By Gboyega Akinsanmi
The Lagos State Government at the weekend disclosed that of the 5,000 inmates in different prisons in the state, no fewer than 4,000 were still awaiting trial, representing 80 per cent.
The state government added that through its newly initiated mobile courts, it had successfully prosecuted 1,107 persons, who violated different environmental and traffic regulations in the state.
The state Attorney-General and Commissioner for Justice, Mr. Adeniji Kazeem, disclosed this at a news conference he addressed alongside his Information and Strategy counterpart, Mr. Steve Ayorinde and the state Solicitor-General, Mrs. Funlola Odunlami, among others.
He noted that 80 per cent of 5,000 inmates in the prisons across the state “are awaiting trials in spite of the effort of the state government to decongest the prisons. A lot has to be done in decongesting prisons in the state.”

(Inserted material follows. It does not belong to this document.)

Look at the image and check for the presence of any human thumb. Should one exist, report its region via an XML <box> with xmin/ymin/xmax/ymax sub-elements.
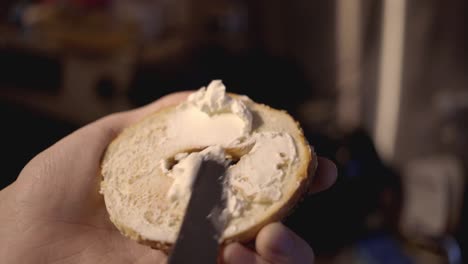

He said the state government had introduced community service in order to address prison congestion, saying 2,073 offenders were sentenced “to various terms of community service across the state’s 12 Magisterial Districts between May 2015 and March 2016.”
According to him, the offenders actively assisted to improve their respective communities instead of being incarcerated in prisons with the consequential disruption to their economic, social and family lives.
On mobile court, the attorney-general said since the inauguration of the Special Offences (Mobile) Court on February 5, 2016, the court “has successfully prosecuted 1,107 violators of traffic and environmental nuisance.”
He explained that the special offences court was established “to facilitate prompt and immediate trial of traffic and environmental offenders. It is vested with the powers to sit at any convenient place close to the scene of the commission of any offence triable by it.”
Aside, Kazeem said the Directorate of Public Prosecution prosecuted about 1,536 criminals in 2015, which he said, facilitated the recovery of N114 million for residents which it provided legal services for.
He said out of the 1,536 cases, 1,375 are currently being prosecuted at the Federal and State High Courts as well as 122 and 38 respectively at the Court of Appeal and the Supreme Court.
Kazeem said in addition to the 1,536 active criminal prosecution files, the Directorate of Public Prosecution (DPP) was also handling 137 applications for enforcement of fundamental rights.
“With regards to criminal prosecutions, the DPP is committed to ensuring that all offenders are brought to book, thereby discouraging impunity in our society. The Directorate is also committed to speedy trails so that suspects are not detained for too long awaiting trial.”
He said the Legal Advisory Unit which focuses exclusively on the review of criminal case files, containing reports of investigation submitted by the police and issuance of legal advice has been able to hasten considerably the speed of criminal prosecutions by reducing the time spent on issuing legal advice.
“In the period under review, out of 1,209 police investigation files sent to the DPP’s office for legal advice, the unit has already completed work on 940 while the rest are still being processed, many requiring additional information or further investigation by the Police or other relevant agency.”